Question 1349: Which of the following leads to development of SIADH?
A. Lung cancer
B. Pituitary adenoma
C. CNS disorders (Correct Answer)
D. All of the options
Explanation: ***CNS disorders***
- Neurological conditions such as **stroke**, hemorrhage, infection, and trauma can cause inappropriate **ADH release** due to damage or irritation of the hypothalamus or posterior pituitary [2].
- This leads to increased water reabsorption and subsequent **hyponatremia** characteristic of SIADH [1].
*Lung cancer*
- Certain types of **lung cancer**, particularly **small cell lung carcinoma (SCLC)**, are known to produce ADH ectopically, leading to SIADH.
- This represents a **paraneoplastic syndrome**, where the tumor cells independently synthesize and secrete ADH.
*Pituitary adenoma*
- While pituitary adenomas can cause various endocrine dysfunctions, they are generally **not a direct cause of SIADH**.
- **SIADH** typically results from unregulated ADH secretion rather than a primary pituitary tumor's overproduction of ADH itself.
*All of the options*
- Although **lung cancer** and **CNS disorders** are well-established causes of SIADH, **pituitary adenomas** are not a common or direct cause.
- Therefore, choosing "all of the options" would be incorrect due to the inclusion of pituitary adenoma as a direct cause.
Question 1350: Most common cause of fulminant diabetes is?
A. Viruses
B. Non-ketotic hyperosmolar coma
C. Autoimmunity (Correct Answer)
D. Diabetic Ketoacidosis
Explanation: ***Autoimmunity***
- **Fulminant diabetes** is a distinct subtype of **Type 1 diabetes** with an acute onset and rapid, severe beta-cell destruction [1].
- This rapid destruction is primarily mediated by an **autoimmune process**, leading to profound insulin deficiency during the initial presentation [2].
*Viruses*
- While certain **viral infections** (e.g., Coxsackievirus, enteroviruses) are implicated as potential triggers for **Type 1 diabetes**, they are not considered the direct and most common cause of the fulminant form itself [1].

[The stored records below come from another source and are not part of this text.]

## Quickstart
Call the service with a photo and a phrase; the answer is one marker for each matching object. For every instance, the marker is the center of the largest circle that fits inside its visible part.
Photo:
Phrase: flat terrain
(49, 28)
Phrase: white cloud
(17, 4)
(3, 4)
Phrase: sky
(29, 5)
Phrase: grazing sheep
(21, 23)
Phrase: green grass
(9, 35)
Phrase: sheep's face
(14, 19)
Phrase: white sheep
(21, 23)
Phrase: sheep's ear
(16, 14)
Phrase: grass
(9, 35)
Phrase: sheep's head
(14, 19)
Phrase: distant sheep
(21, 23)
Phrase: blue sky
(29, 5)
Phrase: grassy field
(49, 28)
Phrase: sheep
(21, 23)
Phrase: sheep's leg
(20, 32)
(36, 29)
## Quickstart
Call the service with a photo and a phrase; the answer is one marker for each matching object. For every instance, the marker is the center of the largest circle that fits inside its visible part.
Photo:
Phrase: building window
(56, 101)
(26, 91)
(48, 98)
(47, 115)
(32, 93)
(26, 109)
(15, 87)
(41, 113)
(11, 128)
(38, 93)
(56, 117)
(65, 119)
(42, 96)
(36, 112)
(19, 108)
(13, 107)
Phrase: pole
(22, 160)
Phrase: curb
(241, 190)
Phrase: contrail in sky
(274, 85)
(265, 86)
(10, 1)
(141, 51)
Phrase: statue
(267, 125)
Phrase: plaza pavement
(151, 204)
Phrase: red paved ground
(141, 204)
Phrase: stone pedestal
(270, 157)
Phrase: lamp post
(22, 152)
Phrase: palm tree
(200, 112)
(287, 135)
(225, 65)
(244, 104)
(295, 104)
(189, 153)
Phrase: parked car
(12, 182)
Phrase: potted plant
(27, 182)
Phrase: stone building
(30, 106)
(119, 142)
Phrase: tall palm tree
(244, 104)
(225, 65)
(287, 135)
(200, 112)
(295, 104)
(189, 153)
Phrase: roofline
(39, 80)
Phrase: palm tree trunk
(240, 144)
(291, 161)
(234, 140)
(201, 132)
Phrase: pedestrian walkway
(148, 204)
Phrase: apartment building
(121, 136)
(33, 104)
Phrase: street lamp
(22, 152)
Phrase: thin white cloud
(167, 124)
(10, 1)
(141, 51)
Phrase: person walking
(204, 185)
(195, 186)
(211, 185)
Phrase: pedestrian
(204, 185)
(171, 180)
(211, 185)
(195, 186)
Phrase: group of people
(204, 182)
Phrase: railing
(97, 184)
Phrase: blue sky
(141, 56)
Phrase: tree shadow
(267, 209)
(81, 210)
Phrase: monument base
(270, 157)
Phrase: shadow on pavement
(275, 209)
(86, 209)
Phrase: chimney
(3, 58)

- Viral infections might initiate or accelerate the **autoimmune process**, but autoimmunity is the direct mechanism of beta-cell destruction.
*Non-ketotic hyperosmolar coma*
- **Non-ketotic hyperosmolar coma (NKHC)** is a severe complication of **Type 2 diabetes**, characterized by extremely high blood glucose levels without significant ketosis [2].
- It is not a cause of fulminant diabetes but rather a distinct acute diabetic emergency.
*Diabetic Ketoacidosis*
- **Diabetic ketoacidosis (DKA)** is an acute, life-threatening complication of **Type 1 diabetes** (and sometimes Type 2), characterized by hyperglycemia, ketosis, and metabolic acidosis [3].
- DKA is a **result** of severe insulin deficiency, which can be seen in fulminant diabetes, but it is not the underlying cause of the fulminant condition itself.